The work of an Irish-based researcher has prompted a leading global university to delete an 80-million image library containing thousands of images labelled with racist and misogynistic insults and other derogatory terms.
Massachusetts Institute of Technology (MIT) has withdrawn its much-cited 80 Million Tiny Images database, which has been used to train Artificial Intelligence (AI) and Machine Learning (ML) systems.
MIT has asked researchers and developers to cease using the library to train AI and ML systems.
The dataset was found to contain unacceptable offensive labels and slur terms.
MIT’s decision came as a direct result of work involving Abeba Birhane, a University College Dublin-based researcher for Lero, the Science Foundation Ireland Research Centre for Software.
Ms Birhane’s work was a collaboration with Vinay Prabhu, chief scientist at UnifyID, a privacy start-up in Silicon Valley.
She said that linking images to slurs and offensive language infused prejudice and bias into AI and ML models, perpetuating stereotypes and prejudices.
“Not only is it unacceptable to label people’s images with offensive terms without their awareness and consent, training and validating AI systems with such dataset raises grave problems in the age of ubiquitous AI,” she said.
Ms Birhane, a PhD student, said when such systems are deployed into the real-world – in security, hiring, or policing systems – the consequences were “dire, resulting in individuals being denied opportunities or labelled as a criminal.
“More fundamentally, the practice of labelling a person based on their appearance risks reviving the long discredited pseudo-scientific practice of physiognomy.”

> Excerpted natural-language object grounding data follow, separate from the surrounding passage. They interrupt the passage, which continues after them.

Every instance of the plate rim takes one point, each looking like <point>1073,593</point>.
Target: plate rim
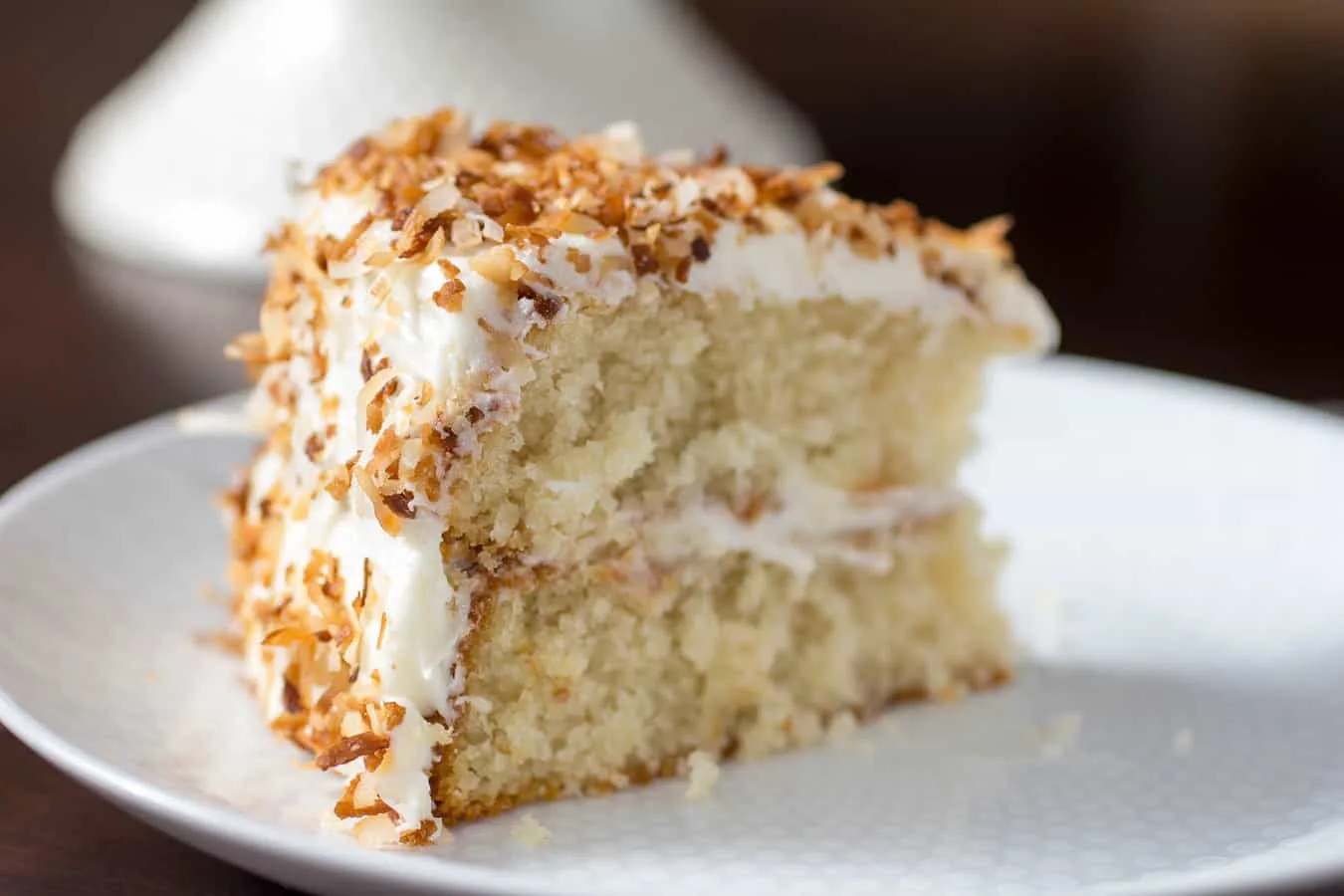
<point>169,808</point>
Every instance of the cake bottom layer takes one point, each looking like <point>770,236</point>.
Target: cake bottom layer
<point>588,681</point>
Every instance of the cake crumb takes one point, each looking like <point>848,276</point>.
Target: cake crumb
<point>530,831</point>
<point>1059,735</point>
<point>705,774</point>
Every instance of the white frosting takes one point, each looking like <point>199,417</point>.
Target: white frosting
<point>457,357</point>
<point>813,523</point>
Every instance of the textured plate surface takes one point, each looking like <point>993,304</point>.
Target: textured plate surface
<point>1178,581</point>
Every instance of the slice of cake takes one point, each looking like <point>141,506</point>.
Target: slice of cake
<point>582,461</point>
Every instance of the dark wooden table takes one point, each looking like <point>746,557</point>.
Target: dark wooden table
<point>89,348</point>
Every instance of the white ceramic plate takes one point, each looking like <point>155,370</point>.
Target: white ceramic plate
<point>1179,580</point>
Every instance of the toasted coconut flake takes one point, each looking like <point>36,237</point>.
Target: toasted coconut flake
<point>368,392</point>
<point>287,637</point>
<point>351,749</point>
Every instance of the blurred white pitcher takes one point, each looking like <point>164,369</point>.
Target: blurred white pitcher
<point>188,162</point>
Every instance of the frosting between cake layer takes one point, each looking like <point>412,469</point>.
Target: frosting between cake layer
<point>395,334</point>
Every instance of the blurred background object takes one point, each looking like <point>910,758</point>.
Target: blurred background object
<point>188,162</point>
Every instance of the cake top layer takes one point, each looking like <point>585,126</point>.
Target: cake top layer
<point>430,189</point>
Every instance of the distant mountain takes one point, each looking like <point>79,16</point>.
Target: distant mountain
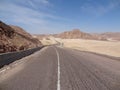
<point>111,35</point>
<point>74,34</point>
<point>77,34</point>
<point>14,38</point>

The 80 Million Tiny Images dataset is one of the Large Scale Vision Datasets (LSVD) and there are many others in use around the world.
Ms Birhane said lack of scrutiny had “played a role in the creation of monstrous and secretive datasets without much resistance, prompting further questions such as: what other secretive datasets currently exist hidden and guarded under the guise of proprietary assets?”

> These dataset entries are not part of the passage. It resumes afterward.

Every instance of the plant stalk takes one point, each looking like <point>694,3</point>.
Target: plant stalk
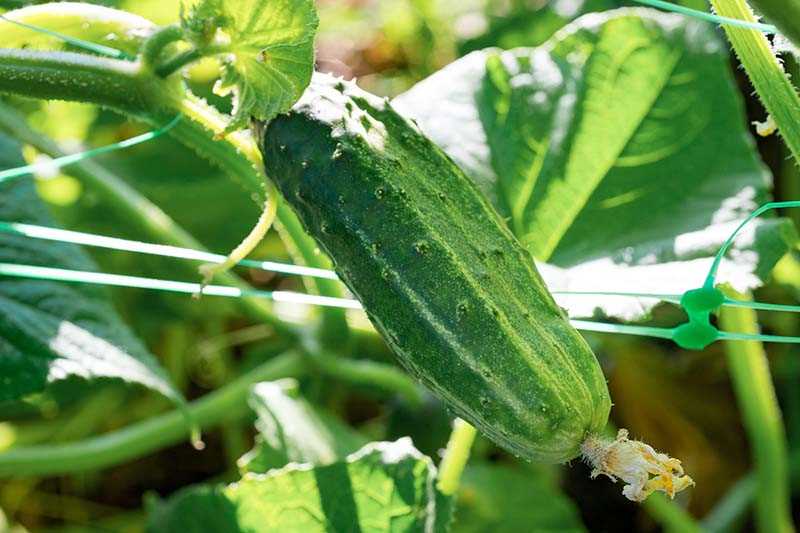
<point>135,91</point>
<point>785,14</point>
<point>223,405</point>
<point>129,204</point>
<point>455,457</point>
<point>771,83</point>
<point>752,383</point>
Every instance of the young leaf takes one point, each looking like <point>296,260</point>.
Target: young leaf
<point>290,430</point>
<point>51,331</point>
<point>385,486</point>
<point>617,151</point>
<point>267,48</point>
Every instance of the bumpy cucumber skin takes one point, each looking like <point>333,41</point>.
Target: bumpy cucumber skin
<point>440,276</point>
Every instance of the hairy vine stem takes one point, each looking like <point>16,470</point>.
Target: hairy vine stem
<point>456,456</point>
<point>130,205</point>
<point>785,14</point>
<point>134,89</point>
<point>766,73</point>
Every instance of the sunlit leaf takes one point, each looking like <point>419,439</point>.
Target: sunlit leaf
<point>50,331</point>
<point>385,486</point>
<point>291,430</point>
<point>268,48</point>
<point>617,151</point>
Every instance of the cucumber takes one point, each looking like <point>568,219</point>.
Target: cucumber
<point>440,276</point>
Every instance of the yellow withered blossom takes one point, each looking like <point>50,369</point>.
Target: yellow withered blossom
<point>643,469</point>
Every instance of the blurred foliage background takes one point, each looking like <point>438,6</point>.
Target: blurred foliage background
<point>681,401</point>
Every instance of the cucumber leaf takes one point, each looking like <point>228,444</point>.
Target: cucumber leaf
<point>290,430</point>
<point>267,48</point>
<point>385,486</point>
<point>617,151</point>
<point>504,500</point>
<point>53,332</point>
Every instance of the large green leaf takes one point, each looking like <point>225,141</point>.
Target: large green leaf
<point>268,47</point>
<point>617,151</point>
<point>499,499</point>
<point>384,487</point>
<point>291,430</point>
<point>49,331</point>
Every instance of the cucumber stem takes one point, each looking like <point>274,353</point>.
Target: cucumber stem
<point>455,457</point>
<point>752,383</point>
<point>770,81</point>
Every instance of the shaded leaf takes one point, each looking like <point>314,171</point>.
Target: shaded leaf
<point>498,499</point>
<point>290,430</point>
<point>268,51</point>
<point>50,331</point>
<point>608,155</point>
<point>385,486</point>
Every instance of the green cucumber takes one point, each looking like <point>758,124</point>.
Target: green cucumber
<point>440,276</point>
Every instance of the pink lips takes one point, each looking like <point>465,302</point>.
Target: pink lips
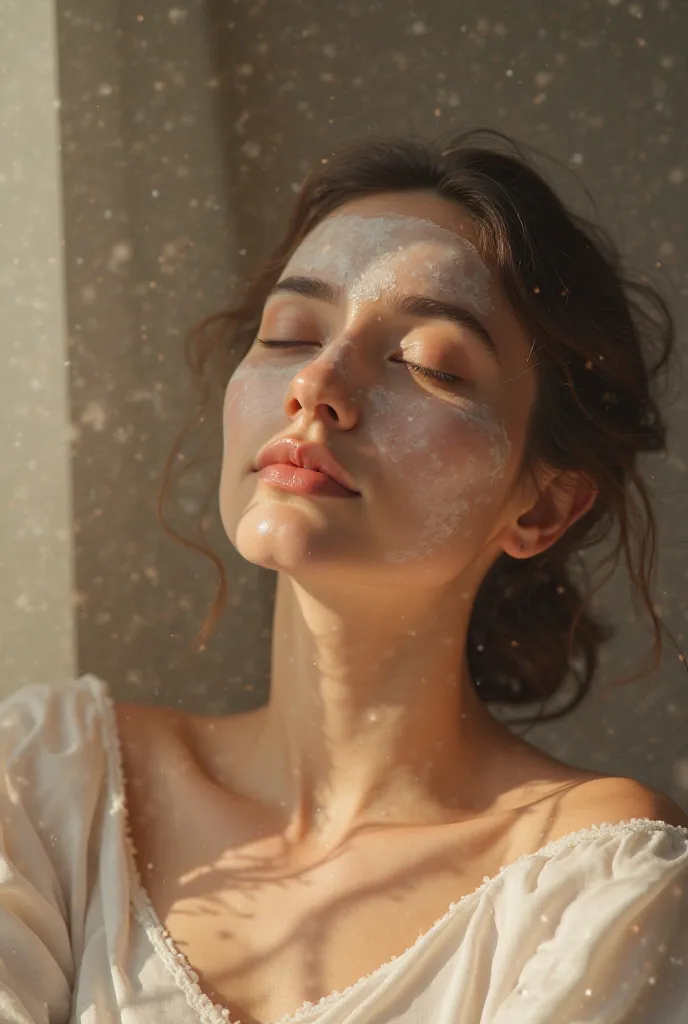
<point>304,468</point>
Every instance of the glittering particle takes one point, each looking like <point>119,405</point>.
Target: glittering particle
<point>94,416</point>
<point>251,150</point>
<point>177,15</point>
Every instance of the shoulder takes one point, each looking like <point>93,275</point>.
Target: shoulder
<point>43,718</point>
<point>611,799</point>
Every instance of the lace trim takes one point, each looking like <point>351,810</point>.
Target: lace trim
<point>179,967</point>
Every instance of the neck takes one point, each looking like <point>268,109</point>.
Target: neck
<point>373,715</point>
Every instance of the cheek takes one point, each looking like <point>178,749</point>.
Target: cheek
<point>254,400</point>
<point>443,464</point>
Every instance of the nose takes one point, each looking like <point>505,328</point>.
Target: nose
<point>321,390</point>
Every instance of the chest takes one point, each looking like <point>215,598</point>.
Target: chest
<point>265,933</point>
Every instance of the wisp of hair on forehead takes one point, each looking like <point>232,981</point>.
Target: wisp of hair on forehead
<point>602,341</point>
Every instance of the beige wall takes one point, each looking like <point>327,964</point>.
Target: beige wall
<point>36,617</point>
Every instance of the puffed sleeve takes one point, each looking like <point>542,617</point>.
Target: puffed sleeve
<point>613,933</point>
<point>50,767</point>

The researchers also found that all of the images used to populate the datasets examined were “non-consensual” images, included those of children, scraped from seven image search engines, including Google.

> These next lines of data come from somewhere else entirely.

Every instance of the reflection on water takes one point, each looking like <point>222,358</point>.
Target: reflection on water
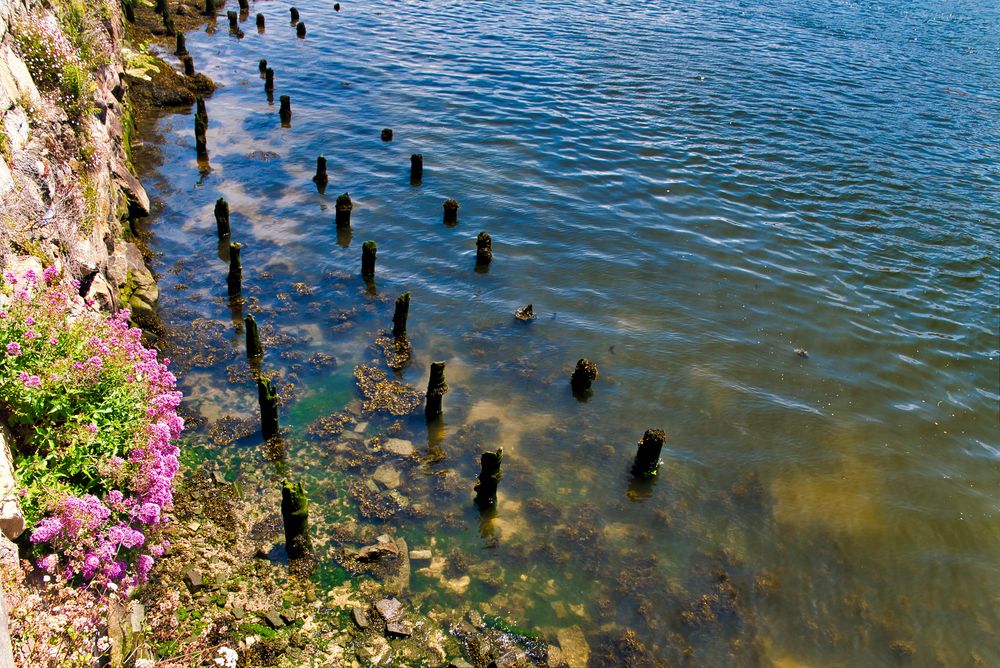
<point>687,195</point>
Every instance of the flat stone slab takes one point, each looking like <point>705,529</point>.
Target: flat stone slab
<point>399,446</point>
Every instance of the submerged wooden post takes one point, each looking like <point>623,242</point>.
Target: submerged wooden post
<point>584,374</point>
<point>201,136</point>
<point>234,280</point>
<point>344,207</point>
<point>285,111</point>
<point>450,212</point>
<point>321,177</point>
<point>647,458</point>
<point>436,389</point>
<point>255,350</point>
<point>222,217</point>
<point>416,169</point>
<point>295,516</point>
<point>489,478</point>
<point>267,397</point>
<point>368,251</point>
<point>400,315</point>
<point>484,249</point>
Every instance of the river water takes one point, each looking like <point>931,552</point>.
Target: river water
<point>686,193</point>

They argued that, in the age of Big Data, the fundamentals of informed consent, privacy, or agency of the individual “have gradually been eroded.
“Institutions, academia, and industry alike, amass millions of images of people without consent and often for unstated purposes under the guise of anonymisation, a claim that is both ephemeral and vacuous.”
They said their goal was to bring awareness to the AI and ML community regarding the severity of the threats from ill-considered datasets and their direct and indirect impact of their work on society, especially on vulnerable groups.